Thursday, November 10, 2016

A Seat at the Table, a Voice in the Corner

(Crossposted to Daily Kos.)

I’ve seen a lot of angry progressives over the last few days. While it is definitely time to look at why we lost, it is not and never will be a time to cast blame. Finding a problem and fixing it is important and necessary; finding a reason why it’s not your fault is just an exercise in ego-preservation and will only lead to a whole bunch of new mistakes next time as we fix every problem but the ones we’re responsible for making.

So, let’s talk...calmly and without rancor...about Hillary as a candidate, and the other choices we had...and the other choices we didn’t have.

Hillary, in retrospect, was everything we tried to convince ourselves she wasn’t. She was a wonderful woman, a great civil servant, a hero that the American people frankly don’t deserve...but she was also a polarizing figure that the vast majority of Americans had already made their mind up about, who was too reserved and guarded to be an effective campaigner. She did her best, but she was always going to be better as a Secretary of State where she could play to her strengths than as a speaker out on the stump. We told ourselves that we could overcome that and we almost did, but the flaws were what we thought they were.

Bernie Sanders...was pretty much the same. Not that he didn’t differ with Hillary, but his differences were not the kind of differences that would have swung the election. He would have come out with a more fiery, more progressive message...but his message would not have swayed the voters that came out for Obama and stayed home for Hillary. Because his message to minorities, and her message to minorities, was the same. “Trust me to represent you and I’ll be a voice in your corner.” And I think that from now on, the Democratic Party is going to accept that this simply isn’t good enough anymore.

Because we’ve had Barack Obama. I’m 41, and he is the best President we’ve had in my lifetime. I think I’d say the same thing if I was 51 or 61 or even possibly 71. He performed magnificently under conditions that were almost impossible. He was an inspiring leader and a forceful voice in polarized circumstances. And his coalition, the coalition that got him elected and re-elected despite the best efforts of obstructionists and racists, is a diverse coalition of minorities. They have seen that a black man can be President and can do a damn fine job. A promise is not good enough for them anymore. Nor should it be.
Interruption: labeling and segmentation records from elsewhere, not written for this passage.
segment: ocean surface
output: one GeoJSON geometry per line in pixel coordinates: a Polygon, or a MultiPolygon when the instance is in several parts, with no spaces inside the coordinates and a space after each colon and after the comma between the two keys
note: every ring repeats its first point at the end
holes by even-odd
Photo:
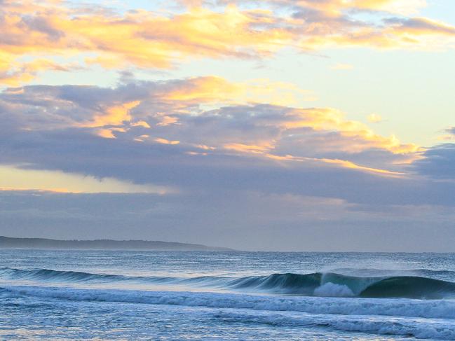
{"type": "Polygon", "coordinates": [[[0,250],[0,340],[455,340],[455,253],[0,250]]]}

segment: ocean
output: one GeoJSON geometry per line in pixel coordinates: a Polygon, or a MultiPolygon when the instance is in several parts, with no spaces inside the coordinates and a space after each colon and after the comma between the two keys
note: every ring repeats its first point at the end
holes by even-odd
{"type": "Polygon", "coordinates": [[[455,340],[455,253],[0,250],[0,340],[455,340]]]}

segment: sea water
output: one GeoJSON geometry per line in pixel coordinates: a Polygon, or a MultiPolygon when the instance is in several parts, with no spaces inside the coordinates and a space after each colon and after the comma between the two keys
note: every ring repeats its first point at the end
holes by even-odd
{"type": "Polygon", "coordinates": [[[454,253],[0,250],[0,340],[455,340],[454,253]]]}

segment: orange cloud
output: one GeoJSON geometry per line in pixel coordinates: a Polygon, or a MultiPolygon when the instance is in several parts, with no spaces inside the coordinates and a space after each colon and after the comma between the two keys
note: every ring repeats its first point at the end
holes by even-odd
{"type": "MultiPolygon", "coordinates": [[[[343,11],[350,8],[415,13],[425,5],[422,0],[276,4],[320,11],[314,18],[278,16],[270,9],[273,2],[264,1],[249,9],[230,5],[215,11],[192,6],[186,12],[173,15],[144,10],[121,15],[107,10],[88,12],[65,6],[63,1],[5,0],[0,9],[0,82],[18,85],[30,81],[39,71],[71,70],[93,64],[108,69],[169,69],[189,59],[263,58],[286,46],[304,51],[351,46],[426,48],[425,36],[429,36],[432,48],[438,43],[447,48],[450,45],[443,37],[453,42],[455,36],[455,27],[424,18],[389,20],[382,27],[343,19],[343,11]],[[81,53],[90,57],[80,65],[52,59],[81,53]],[[24,62],[23,56],[32,62],[24,62]]],[[[203,95],[210,96],[208,89],[203,95]]]]}

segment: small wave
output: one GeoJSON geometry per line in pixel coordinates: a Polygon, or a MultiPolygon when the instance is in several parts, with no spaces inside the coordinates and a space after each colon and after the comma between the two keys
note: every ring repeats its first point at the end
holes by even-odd
{"type": "Polygon", "coordinates": [[[216,288],[231,291],[317,296],[407,298],[442,299],[455,298],[455,283],[419,276],[358,277],[337,273],[273,274],[245,277],[130,277],[48,269],[0,268],[0,278],[47,282],[140,282],[216,288]]]}
{"type": "Polygon", "coordinates": [[[10,293],[47,299],[168,305],[212,308],[309,314],[378,315],[428,319],[455,319],[452,300],[415,300],[395,298],[274,296],[228,293],[145,291],[120,289],[83,289],[62,287],[7,286],[10,293]]]}

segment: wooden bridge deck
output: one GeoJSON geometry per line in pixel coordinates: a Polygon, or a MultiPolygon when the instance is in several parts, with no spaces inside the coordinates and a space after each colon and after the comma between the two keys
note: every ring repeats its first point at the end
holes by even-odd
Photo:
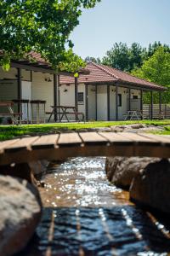
{"type": "Polygon", "coordinates": [[[75,156],[170,158],[170,137],[151,134],[81,132],[14,139],[0,143],[0,165],[75,156]]]}

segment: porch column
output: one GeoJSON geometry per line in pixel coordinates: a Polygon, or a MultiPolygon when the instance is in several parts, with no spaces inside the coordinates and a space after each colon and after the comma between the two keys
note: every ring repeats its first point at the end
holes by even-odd
{"type": "Polygon", "coordinates": [[[118,85],[116,84],[116,120],[118,121],[118,85]]]}
{"type": "MultiPolygon", "coordinates": [[[[60,76],[59,76],[60,77],[60,76]]],[[[58,119],[58,114],[57,114],[57,104],[58,104],[58,82],[60,79],[58,79],[58,76],[56,73],[54,74],[54,121],[56,122],[58,119]]]]}
{"type": "Polygon", "coordinates": [[[128,89],[128,111],[131,110],[131,102],[130,102],[130,100],[131,100],[131,89],[129,88],[128,89]]]}
{"type": "Polygon", "coordinates": [[[162,117],[162,92],[159,92],[159,115],[162,117]]]}
{"type": "Polygon", "coordinates": [[[140,90],[140,111],[141,111],[141,119],[143,119],[143,90],[140,90]]]}
{"type": "Polygon", "coordinates": [[[110,85],[107,85],[107,120],[110,120],[110,85]]]}
{"type": "Polygon", "coordinates": [[[78,112],[78,79],[75,78],[75,107],[76,111],[78,112]]]}
{"type": "Polygon", "coordinates": [[[88,84],[85,84],[86,94],[86,121],[88,121],[88,84]]]}
{"type": "MultiPolygon", "coordinates": [[[[22,96],[22,81],[21,81],[21,68],[17,68],[17,79],[18,79],[18,84],[17,84],[17,100],[21,99],[22,96]]],[[[18,104],[18,112],[21,112],[20,104],[18,104]]]]}
{"type": "Polygon", "coordinates": [[[95,110],[96,110],[96,121],[98,120],[98,85],[95,85],[95,110]]]}
{"type": "Polygon", "coordinates": [[[153,119],[153,91],[150,91],[150,119],[153,119]]]}

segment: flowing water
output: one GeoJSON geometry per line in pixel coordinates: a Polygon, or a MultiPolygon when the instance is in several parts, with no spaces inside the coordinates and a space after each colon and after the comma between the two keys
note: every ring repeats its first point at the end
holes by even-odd
{"type": "Polygon", "coordinates": [[[20,255],[170,255],[168,218],[131,204],[107,181],[105,161],[75,158],[49,168],[42,222],[20,255]]]}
If the Democratic Party and the progressive movement is going to be a coalition of minority voters, the candidates we put forward should reflect that. If minority support is the difference between a D and an R in the White House, then they deserve a seat at the table, not just a voice in their corner. They deserve to look at a candidate that reflects them, not just another member of the white establishment making promises. Anyone can make promises. Trump made promises. Actions speak louder than words here, and the actions of the Democratic Party were to follow up the historic election of America’s first African-American President with Lincoln Chafee, Jim Webb, Martin O’Malley, Hillary Clinton and Bernie Sanders, and tell minorities, “It’s cool, they’re all woke!”

(And in hindsight, Tim Kaine was the most adorably terrible choice for VP Hillary could possibly have made, for those same reasons.)

In 2020, we have to do better. We have to show that the Democratic Party does not just pay lip service to our core constituencies, we respect their ability and their perspective and their patriotism. It is time for people like Hillary, Bernie...and yes, me too, white guy speaking...to sit down and let someone like Ilhan Omar be a voice in my corner for a change.